Amistades literarias

por Rafael Balanzá

Hemingway despreciaba la fragilidad de su amigo Scott Fitzgerald, aunque nunca dejó de admirar su talento. Como sabemos, Ernest se había hecho una idea taurina e hiperbólica de su propia virilidad, y cultivaba el mito del duro corresponsal de guerra y aventurero. Solía beber (hasta que decidió volarse los sesos con su escopeta) como mínimo un tercio de botella de whisky al día, y boxeaba con quien se le quisiera poner enfrente y atarse unos guantes reglamentarios.  

Lope de Vega y Miguel de Cervantes también se admiraron mutuamente al principio, pero a la postre la rivalidad se impuso a la amistad, también en este caso. No ocurrió lo mismo con Borges y Bioy Casares, que fueron amigos hasta el final, parece; cosa que no se puede decir de García Márquez y Vargas Llosa, aunque el premio nobel superviviente –boxeador, como Hemingway, lo que le permitió zanjar aquella amistad con un legendario puñetazo- no ha dejado nunca de alabar la obra del difunto. 

Las amistades literarias son complejas y, en general, quebradizas. Lo digo por lo leído y también por lo vivido. No hace mucho le dije a un joven escritor dotado de considerable talento -se ha bebido toda mi obra y aún no da síntomas de empacho- que a estas alturas de mi vida no andaba buscando hacer nuevos amigos, y menos en el “mundillo”, como apestosamente lo llamamos. Soy gato escaldado, pero no pensaba en mi propio bien al pronunciar esa advertencia, sino en el de ese joven narrador al que me refiero. He llegado a un punto en que temo más decepcionar que ser decepcionado. Quise aclarar mi posición con una pregunta que dejó al chico notoriamente descolocado: “Si ganas un premio importante y empiezas a vender más que yo, ¿cómo crees que me sentaría eso?” Exageraba un poco, creo que sería capaz de encajarlo. 

Conocí a Luis Alberto de Cuenca cuando él era algo más joven de lo que yo soy ahora. Mi primer contacto con su obra fue un recital en Caja Murcia. El entusiasmo por su clara poesía fue como el que sentí a mis catorce, cuando oí por primera vez el bruñido solo de trompeta de Penny Lane, la canción de McCartney en el mítico sencillo de The Beatles.
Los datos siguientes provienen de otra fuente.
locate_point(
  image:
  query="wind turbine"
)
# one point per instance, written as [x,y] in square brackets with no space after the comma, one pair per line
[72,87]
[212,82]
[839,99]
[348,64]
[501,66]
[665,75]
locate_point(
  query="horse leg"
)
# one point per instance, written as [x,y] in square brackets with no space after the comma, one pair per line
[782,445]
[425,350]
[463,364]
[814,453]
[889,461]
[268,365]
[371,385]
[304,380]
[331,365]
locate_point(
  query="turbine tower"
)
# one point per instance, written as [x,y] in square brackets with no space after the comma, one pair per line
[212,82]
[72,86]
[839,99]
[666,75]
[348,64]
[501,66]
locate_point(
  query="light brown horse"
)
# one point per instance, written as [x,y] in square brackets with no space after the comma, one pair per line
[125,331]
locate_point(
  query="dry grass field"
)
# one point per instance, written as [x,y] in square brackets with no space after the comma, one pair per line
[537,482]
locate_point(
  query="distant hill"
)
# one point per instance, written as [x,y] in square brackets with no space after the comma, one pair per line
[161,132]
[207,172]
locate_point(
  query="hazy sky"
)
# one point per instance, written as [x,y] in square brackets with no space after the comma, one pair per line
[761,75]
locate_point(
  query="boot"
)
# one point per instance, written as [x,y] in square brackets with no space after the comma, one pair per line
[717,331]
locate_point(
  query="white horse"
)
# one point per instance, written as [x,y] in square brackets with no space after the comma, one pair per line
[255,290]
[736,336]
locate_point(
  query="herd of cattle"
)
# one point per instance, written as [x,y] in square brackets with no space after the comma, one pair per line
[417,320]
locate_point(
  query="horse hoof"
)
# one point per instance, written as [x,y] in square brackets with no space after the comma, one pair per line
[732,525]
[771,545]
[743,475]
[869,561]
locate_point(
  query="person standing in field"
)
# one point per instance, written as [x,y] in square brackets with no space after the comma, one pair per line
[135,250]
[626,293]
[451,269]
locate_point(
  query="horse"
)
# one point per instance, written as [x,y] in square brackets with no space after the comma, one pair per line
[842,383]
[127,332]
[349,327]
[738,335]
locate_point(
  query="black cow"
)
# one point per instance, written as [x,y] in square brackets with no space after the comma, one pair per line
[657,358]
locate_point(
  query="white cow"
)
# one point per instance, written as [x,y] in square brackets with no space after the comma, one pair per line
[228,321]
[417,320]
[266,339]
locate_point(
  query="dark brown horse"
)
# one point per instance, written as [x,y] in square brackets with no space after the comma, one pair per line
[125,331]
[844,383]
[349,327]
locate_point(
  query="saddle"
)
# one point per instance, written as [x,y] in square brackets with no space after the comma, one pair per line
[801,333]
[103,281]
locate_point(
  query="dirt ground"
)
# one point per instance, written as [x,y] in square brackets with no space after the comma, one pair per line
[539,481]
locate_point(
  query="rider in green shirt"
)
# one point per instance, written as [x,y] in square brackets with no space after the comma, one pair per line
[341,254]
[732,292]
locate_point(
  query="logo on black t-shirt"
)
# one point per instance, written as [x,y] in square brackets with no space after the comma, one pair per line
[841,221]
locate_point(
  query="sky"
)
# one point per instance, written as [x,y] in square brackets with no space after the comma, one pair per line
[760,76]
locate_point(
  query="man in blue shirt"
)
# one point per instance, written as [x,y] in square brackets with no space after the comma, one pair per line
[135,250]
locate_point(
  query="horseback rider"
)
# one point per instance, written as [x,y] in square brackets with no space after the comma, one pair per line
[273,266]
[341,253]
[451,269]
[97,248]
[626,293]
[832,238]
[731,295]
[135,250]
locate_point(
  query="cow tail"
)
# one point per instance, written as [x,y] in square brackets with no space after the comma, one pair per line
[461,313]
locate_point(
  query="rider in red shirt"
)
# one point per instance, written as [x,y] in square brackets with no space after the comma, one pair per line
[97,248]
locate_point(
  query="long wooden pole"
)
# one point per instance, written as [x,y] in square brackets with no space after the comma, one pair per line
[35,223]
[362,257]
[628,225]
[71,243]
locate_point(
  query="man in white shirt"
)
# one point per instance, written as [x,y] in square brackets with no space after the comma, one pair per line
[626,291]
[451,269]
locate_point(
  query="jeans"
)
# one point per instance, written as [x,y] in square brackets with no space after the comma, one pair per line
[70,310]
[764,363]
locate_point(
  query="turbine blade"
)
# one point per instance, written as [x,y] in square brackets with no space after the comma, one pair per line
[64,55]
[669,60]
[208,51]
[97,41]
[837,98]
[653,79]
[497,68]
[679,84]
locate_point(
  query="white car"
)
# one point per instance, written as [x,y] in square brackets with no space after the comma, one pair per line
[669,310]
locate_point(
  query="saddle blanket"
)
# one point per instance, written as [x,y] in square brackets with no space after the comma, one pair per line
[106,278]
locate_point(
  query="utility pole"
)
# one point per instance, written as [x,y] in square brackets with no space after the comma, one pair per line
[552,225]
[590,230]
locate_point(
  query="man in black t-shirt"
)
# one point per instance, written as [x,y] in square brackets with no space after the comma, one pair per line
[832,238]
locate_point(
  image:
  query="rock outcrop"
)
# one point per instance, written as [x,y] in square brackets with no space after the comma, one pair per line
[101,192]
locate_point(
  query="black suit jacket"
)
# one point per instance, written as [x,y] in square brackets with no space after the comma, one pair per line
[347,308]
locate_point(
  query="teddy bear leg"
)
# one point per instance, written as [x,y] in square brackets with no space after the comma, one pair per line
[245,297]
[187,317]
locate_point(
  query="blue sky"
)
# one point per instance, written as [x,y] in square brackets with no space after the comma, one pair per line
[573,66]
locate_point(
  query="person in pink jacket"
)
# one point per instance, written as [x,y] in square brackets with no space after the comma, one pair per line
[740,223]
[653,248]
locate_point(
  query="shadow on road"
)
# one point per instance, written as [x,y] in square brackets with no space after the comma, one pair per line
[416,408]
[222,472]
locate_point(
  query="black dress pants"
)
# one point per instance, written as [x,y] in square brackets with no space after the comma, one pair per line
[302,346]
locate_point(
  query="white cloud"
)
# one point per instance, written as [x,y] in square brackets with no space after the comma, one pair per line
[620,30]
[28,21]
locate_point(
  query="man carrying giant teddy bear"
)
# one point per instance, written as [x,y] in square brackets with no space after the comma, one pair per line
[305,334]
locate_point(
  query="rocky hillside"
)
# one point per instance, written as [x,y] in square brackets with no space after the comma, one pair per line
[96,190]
Oscar Wilde dijo que la naturalidad es la pose más difícil, pero Luis Alberto, con su genial inventiva, hace que parezca sencilla: “¿Qué es más, un inspector o un comisario?”. Enseguida comprobé, con rendida admiración, que él era muy capaz de evocar todo el cine clásico de la derrota en un sonoro y directo primer verso: “Sin mujer, sin amigos, sin dinero”. Unos años después de eso le regalé, entre juguetona y provocadoramente, una revista doblada por una página en la que podía leerse un artículo en el que me metía un poco con él y con unos amigos suyos de la tele, sin demasiada malicia –todo hay que decirlo- y con algún ingenio. Se echó la chaqueta (de alto cargo provisional) al hombro y lo leyó deportivamente, con una sonrisa de caballero; sin miedo ni esperanza, por así decirlo. Luego yo gané el Gijón y él se enteró por la radio. Es un premio limpio, así que no hay forma de avisarlo. Fue de los pocos que se alegraron. De verdad, quiero decir. Y desde entonces somos amigos. 

Esta Navidad le envié a Arrabal mi reciente entrevista en Todo Literatura, en la que mencionaba su nombre junto a varios más, en la misma lista improvisada de canónicas influencias en la que figuraban Dostoievski, Kafka y Samuel Beckett. (Lo dije porque me preguntaron y, además, resulta que es cierto.) A los dos días recibí un correo suyo: la foto de un casto beso con estrella luminosa y dobles gafas multicolores. 

Algunas amistades en literatura son posibles, sí, pero como en general en la vida, aunque con más virulencia acaso, la soledad –que igual que la muerte en El séptimo sello sabe siempre dónde está exactamente cada pieza en el tablero- la soledad, de una forma o de otra, nos acaba ganando la partida.